The above describes the library buffering mechanism, which also refers to the concept of kernel buffers, in the end the value of the existence of kernel buffering is very good:
Why is it always necessary to swap data from a kernel buffer to a user buffer or vice versa?
A: User processes are data that runs in user space and cannot manipulate kernel buffers directly. When a user process makes a system call, it switches from the user state to the kernel state, and then returns to the user state after the kernel has finished processing .The application of buffer technology can obviously improve the system efficiency. The data exchange between the kernel and the peripheral devices, the data exchange between the kernel and the user space is time consuming, and the use of buffers is to optimize these time-consuming operations. In fact, the core to the user space operation itself is not buffer, is the I/O library with buffer to optimize the operation. Read, for example, is time-consuming when reading from the kernel, so take one piece at a time to avoid falling into the kernel multiple times.
The main idea of applying kernel buffers is to read a large amount of data in a buffer at a time, and get the data from the buffer when needed.
Switching between administrator mode and user mode takes time, but in contrast, disk I/O operations consume more time, and the kernel uses buffer technology to increase the speed of access to the disk for efficiency. A disk is a collection of blocks, and the kernel buffers the chunks of data on the disk. The kernel copies the data blocks on the disk into the kernel buffers, and when a process in a user space reads data from disk, the kernel typically does not read the disk directly, but instead copies the data in the kernel buffer into the buffer of the process. When the data block required by the process is not in the kernel buffer, the kernel joins the corresponding data block to the request queue, suspends the process, and then serves other processes. After a period of time (in fact a short time), the kernel reads the corresponding block of data from the disk into the kernel buffer, then copies the data into the process's buffer, and finally wakes up the suspended process.
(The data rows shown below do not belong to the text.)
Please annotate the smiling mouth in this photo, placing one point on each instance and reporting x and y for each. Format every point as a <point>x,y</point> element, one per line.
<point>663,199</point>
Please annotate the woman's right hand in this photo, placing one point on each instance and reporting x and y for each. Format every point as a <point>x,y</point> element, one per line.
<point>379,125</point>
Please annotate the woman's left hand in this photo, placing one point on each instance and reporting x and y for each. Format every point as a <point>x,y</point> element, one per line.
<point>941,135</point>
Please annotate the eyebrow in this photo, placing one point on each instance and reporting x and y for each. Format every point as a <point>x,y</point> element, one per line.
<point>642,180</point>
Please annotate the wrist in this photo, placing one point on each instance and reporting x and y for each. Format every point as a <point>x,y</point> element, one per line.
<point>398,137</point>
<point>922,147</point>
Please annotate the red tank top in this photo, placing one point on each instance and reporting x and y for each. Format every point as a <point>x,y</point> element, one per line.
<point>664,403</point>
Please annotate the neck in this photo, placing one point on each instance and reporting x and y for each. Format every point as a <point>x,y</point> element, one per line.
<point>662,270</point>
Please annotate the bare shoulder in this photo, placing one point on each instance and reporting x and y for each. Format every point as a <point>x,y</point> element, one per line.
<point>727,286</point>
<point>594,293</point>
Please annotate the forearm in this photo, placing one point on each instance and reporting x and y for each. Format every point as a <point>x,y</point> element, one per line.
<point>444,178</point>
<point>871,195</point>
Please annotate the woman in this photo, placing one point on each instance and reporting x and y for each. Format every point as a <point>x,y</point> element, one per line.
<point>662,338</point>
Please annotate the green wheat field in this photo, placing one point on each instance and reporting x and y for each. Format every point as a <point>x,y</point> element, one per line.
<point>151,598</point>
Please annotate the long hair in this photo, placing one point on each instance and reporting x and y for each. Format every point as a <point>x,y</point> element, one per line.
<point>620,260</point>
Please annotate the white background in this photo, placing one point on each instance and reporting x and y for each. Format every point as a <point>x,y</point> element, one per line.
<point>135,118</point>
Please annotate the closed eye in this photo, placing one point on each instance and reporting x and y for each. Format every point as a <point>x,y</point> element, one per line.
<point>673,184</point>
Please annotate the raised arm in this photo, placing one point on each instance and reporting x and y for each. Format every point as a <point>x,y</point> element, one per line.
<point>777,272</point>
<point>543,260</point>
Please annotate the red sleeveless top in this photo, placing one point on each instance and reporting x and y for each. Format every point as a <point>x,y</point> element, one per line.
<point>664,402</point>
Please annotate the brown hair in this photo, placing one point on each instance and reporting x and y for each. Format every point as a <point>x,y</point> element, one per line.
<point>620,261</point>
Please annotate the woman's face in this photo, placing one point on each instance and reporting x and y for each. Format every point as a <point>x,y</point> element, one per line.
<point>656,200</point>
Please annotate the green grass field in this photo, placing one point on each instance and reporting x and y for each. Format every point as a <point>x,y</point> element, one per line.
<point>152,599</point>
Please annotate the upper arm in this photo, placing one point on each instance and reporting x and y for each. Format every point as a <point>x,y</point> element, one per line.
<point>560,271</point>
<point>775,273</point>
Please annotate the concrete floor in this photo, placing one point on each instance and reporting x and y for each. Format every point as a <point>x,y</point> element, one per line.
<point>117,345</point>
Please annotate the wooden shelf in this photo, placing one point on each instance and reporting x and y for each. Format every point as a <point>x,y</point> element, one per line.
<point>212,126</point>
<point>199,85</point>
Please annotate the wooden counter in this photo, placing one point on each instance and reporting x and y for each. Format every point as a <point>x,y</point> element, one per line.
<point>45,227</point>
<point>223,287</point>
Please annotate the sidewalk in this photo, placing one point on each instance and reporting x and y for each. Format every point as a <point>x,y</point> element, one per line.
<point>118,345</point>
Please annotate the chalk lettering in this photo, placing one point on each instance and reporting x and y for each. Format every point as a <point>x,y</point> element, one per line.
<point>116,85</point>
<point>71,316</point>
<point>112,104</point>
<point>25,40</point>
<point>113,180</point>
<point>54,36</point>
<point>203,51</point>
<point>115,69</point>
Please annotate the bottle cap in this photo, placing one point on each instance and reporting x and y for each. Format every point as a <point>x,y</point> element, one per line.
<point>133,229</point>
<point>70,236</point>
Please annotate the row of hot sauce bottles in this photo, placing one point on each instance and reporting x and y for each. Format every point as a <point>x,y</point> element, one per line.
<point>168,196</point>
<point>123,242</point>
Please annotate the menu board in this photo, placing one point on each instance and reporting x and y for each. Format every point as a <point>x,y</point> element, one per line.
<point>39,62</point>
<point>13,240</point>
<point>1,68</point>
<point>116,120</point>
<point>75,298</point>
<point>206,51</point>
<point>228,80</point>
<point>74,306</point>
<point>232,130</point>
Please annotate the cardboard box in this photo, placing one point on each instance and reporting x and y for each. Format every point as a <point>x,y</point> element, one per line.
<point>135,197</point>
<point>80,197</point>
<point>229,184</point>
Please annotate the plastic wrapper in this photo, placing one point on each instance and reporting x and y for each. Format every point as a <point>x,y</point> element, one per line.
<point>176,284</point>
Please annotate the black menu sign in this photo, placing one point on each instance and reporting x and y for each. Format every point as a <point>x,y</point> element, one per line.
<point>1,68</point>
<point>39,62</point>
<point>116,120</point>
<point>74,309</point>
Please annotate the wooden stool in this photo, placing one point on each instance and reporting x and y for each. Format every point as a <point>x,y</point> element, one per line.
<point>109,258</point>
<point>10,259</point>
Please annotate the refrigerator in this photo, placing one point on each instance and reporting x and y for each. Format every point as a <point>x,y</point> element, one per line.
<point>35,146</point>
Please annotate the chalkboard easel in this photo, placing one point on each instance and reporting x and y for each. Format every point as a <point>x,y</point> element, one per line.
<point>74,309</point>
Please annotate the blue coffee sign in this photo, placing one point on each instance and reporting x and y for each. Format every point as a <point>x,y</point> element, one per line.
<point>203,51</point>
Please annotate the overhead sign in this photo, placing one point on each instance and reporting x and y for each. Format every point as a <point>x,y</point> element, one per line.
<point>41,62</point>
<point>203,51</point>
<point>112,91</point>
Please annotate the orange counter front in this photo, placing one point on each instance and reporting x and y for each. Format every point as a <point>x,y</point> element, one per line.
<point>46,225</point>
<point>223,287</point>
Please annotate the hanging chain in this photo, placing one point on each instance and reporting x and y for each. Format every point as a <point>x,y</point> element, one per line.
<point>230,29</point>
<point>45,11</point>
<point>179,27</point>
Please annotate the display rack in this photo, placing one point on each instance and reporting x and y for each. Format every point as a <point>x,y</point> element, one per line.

Note: Understanding the principle of kernel buffer technology is helpful for better mastering the system call Read&write,read copy data from the kernel buffer to the process buffer, and write copies the data from the process buffers to the kernel buffers, which are not equivalent to the data being exchanged between the kernel buffer and the disk.
Theoretically, the kernel can write to the disk at any time, but not all write operations will cause the kernel to write. The kernel will temporarily present the data to be written in a buffer, accumulate to a certain number and write again. Sometimes it can lead to unexpected situations, such as a power outage, when the kernel is too late to write the data in the kernel buffers to the disk, and the updated data is lost.
The result of applying kernel buffering technology is to improve the I/O efficiency of disk, to optimize the write operation of disk, and to write buffer data to disk in time.